Morningstar style Box
If you haven't discovered style boxes yet, you are in for a pleasant surprise. Morningstar, one of the premier mutual fund data sources, created the style box to help investors with their asset allocation strategies. The style box categorizes funds into these 9 categories:
  • Small Value
  • Small Blend
  • Small Growth
  • Medium Value
  • Medium Blend
  • Medium Growth
  • Large Value
  • Large Growth
  • Large Blend
Below you will see an example of an equity style box organized to quickly show you what category the fund falls under. The example indicates that the fund is a large blend fund, meaning it is mostly comprised of large cap stocks and is mixed between growth stocks and value stocks. (If the terminology I am using is confusing you, please read: "Different Types of Mutual Funds.")
Morningstar style Box

Market Capitalization
Morningstar measures a fund's market capitalization (large, medium, and small) by studying the size of the companies that the fund is investing in. The top 5% of the 5,000 largest stocks are classified as large cap, the next 15% are considered medium cap and the remaining 80% are considered small cap.

Valuation
Using P/E (price to earnings) and P/B ratios (price/book) of the companies a fund invests in, Morningstar analyzes the data to determine if a fund is a value, growth, or blend (meaning a mixture of the two) fund.

Usage of the Style Box
There are many different ways to use the style box to make your asset allocation selection. Investment professionals have different recommendations on how to use the style box. Some will recommend you purchase a fund for each category, others will recommend a single medium blend fund.

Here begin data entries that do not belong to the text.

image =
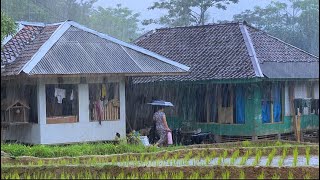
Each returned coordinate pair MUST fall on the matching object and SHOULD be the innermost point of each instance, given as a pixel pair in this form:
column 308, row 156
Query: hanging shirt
column 71, row 96
column 59, row 94
column 103, row 90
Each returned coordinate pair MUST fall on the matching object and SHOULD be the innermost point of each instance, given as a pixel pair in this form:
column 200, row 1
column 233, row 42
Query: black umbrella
column 161, row 103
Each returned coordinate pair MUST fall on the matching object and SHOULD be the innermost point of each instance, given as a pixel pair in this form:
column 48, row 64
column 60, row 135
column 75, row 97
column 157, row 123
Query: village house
column 243, row 83
column 65, row 83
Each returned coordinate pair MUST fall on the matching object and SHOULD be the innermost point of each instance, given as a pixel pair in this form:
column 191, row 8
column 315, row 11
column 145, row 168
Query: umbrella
column 160, row 103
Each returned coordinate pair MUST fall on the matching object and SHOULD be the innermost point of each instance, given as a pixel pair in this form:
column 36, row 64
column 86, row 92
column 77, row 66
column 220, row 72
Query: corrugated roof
column 79, row 52
column 279, row 59
column 226, row 51
column 212, row 51
column 74, row 49
column 37, row 36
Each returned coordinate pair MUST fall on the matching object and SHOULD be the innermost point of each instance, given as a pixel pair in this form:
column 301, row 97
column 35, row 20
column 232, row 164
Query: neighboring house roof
column 70, row 48
column 279, row 59
column 226, row 51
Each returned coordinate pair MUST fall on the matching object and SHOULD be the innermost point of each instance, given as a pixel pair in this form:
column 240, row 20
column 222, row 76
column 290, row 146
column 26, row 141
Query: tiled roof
column 14, row 47
column 281, row 60
column 69, row 48
column 212, row 51
column 220, row 51
column 33, row 37
column 271, row 49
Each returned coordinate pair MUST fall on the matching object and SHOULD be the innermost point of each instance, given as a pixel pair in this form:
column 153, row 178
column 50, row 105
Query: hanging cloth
column 276, row 103
column 71, row 96
column 60, row 94
column 103, row 90
column 240, row 105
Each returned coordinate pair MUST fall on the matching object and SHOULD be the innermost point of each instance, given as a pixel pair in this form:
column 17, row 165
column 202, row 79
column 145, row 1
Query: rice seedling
column 257, row 158
column 208, row 160
column 234, row 156
column 219, row 160
column 278, row 143
column 245, row 158
column 194, row 175
column 246, row 143
column 308, row 155
column 276, row 176
column 270, row 156
column 295, row 157
column 213, row 154
column 307, row 176
column 225, row 154
column 261, row 176
column 242, row 175
column 226, row 175
column 290, row 175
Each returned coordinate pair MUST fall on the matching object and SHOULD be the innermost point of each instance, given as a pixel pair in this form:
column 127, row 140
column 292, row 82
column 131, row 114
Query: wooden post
column 208, row 103
column 298, row 127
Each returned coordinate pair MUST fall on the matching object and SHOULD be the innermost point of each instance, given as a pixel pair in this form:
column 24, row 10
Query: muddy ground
column 114, row 171
column 177, row 154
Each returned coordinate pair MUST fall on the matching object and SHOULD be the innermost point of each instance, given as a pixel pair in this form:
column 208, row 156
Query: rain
column 159, row 84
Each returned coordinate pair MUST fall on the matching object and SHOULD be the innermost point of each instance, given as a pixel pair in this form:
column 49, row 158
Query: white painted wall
column 82, row 131
column 26, row 133
column 286, row 100
column 300, row 90
column 85, row 130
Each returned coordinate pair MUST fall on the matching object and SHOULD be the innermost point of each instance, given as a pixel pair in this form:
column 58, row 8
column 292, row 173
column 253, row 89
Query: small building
column 14, row 112
column 243, row 83
column 72, row 80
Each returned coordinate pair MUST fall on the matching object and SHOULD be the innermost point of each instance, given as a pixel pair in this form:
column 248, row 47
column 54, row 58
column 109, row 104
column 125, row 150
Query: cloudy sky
column 141, row 6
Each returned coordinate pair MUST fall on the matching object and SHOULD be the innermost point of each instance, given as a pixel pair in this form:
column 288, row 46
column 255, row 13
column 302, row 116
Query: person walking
column 162, row 127
column 159, row 118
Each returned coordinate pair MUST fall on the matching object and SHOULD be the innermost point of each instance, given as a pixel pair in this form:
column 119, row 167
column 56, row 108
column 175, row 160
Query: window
column 271, row 103
column 62, row 103
column 104, row 101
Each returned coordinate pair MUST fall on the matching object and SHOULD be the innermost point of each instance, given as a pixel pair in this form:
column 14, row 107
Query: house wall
column 300, row 90
column 316, row 90
column 25, row 133
column 253, row 118
column 82, row 131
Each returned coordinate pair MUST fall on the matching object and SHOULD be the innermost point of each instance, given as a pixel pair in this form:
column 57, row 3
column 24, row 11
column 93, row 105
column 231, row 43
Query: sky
column 140, row 6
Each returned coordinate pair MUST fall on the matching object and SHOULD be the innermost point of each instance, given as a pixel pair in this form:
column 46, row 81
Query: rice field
column 244, row 160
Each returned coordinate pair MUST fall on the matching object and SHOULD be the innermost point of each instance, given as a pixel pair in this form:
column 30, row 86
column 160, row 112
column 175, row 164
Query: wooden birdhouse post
column 16, row 112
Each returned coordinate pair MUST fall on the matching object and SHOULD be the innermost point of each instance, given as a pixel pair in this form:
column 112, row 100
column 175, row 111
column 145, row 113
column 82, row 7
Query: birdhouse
column 15, row 112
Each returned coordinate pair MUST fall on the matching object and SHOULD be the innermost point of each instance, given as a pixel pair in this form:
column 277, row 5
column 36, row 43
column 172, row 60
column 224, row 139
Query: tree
column 8, row 26
column 119, row 22
column 296, row 23
column 48, row 11
column 185, row 13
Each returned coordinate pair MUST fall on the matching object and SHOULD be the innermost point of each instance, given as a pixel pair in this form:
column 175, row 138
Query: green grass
column 295, row 157
column 79, row 149
column 308, row 155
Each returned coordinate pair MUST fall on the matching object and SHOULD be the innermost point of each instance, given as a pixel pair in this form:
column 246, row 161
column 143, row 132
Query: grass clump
column 308, row 155
column 295, row 157
column 80, row 149
column 290, row 175
column 270, row 156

One strategy that I might suggest is going for the corners (which also happens to be a good strategy for tic-tac-toe). By going for the corners, you are making sure that you portfolio is well diversified. When you use blends and mid-caps, you have less of a grip on what allocation you are ending up with. A small blend manager may choose to buy a lot of growth stocks one year and a lot of value another.

Another interesting feature of Morningstar's site is that it displays the past few years worth of style boxes. This is a good way to see how often the fund manager changes their investment selection preference. If you are hiring a manager for his picking skills, than a change in selection may not be a problem. But if you are purchasing the fund to fill a certain need in your portfolio, then you want the fund to be consistently buying the same kinds of stocks.

I only covered the equity style box in this article. Morningstar also offers style boxes for bond funds, international funds, and hybrids. The style box is a great tool that every mutual fund investor should use to study their current holdings and make choices about their future holdings.